Principal Investigator: Dr Lindsay Sausville (Gordon)
Case Western Reserve University, Cleveland, United StatesTags: 29148, cancer, environment, genetics, prostate, Risk
Prostate cancer (PrCa) has high genetic susceptibility. Despite the success of GWAS in identifying PrCa susceptibility loci, much of the genetic susceptibility to PrCa is still unexplained in European-descent populations, and susceptibility in diverse populations is even more poorly understood. Here we propose to evaluate the association of genetic variants with PrCa in men from the UK Biobank. These results will be combined with prior results from other PrCa studies in European-descent populations to potentially identify new PrCa susceptibility loci. Moreover, the UK Biobank summary results will be analyzed jointly with studies containing diverse populations to detect PrCa risk loci important in these groups. Broadly, the above analyses will allow for better understanding of genetic susceptibility to prostate cancer, while also addressing potential commonalities and differences in PrCa genetic risk among different ethnicities.

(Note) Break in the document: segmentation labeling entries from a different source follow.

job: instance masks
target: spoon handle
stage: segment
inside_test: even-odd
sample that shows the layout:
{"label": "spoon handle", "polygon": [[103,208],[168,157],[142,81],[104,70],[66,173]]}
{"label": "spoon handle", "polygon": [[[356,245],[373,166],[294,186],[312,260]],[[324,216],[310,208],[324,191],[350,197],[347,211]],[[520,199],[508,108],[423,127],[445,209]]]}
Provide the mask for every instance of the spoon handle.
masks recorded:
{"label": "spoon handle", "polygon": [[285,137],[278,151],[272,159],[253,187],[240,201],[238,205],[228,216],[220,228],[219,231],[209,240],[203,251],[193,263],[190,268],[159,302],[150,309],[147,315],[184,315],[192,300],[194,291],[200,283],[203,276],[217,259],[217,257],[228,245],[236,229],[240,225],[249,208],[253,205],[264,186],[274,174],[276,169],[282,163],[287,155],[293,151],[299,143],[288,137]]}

While genetics strongly impact PrCa susceptibility, family history (FH) of disease does not accurately predict which men will develop disease, indicating FH is a poor indicator of genetic risk. Here we will use known PrCa loci to derive a cumulative measure of genetic risk known as a polygenic risk score (PRS), and we will investigate whether PRS identifies men with high genetic risk of PrCa. Identification of such men may potentially inform clinical decisions such as increasing the frequency of prostate-specific antigen (PSA) screening.
These analyses will take approximately 12 months to complete.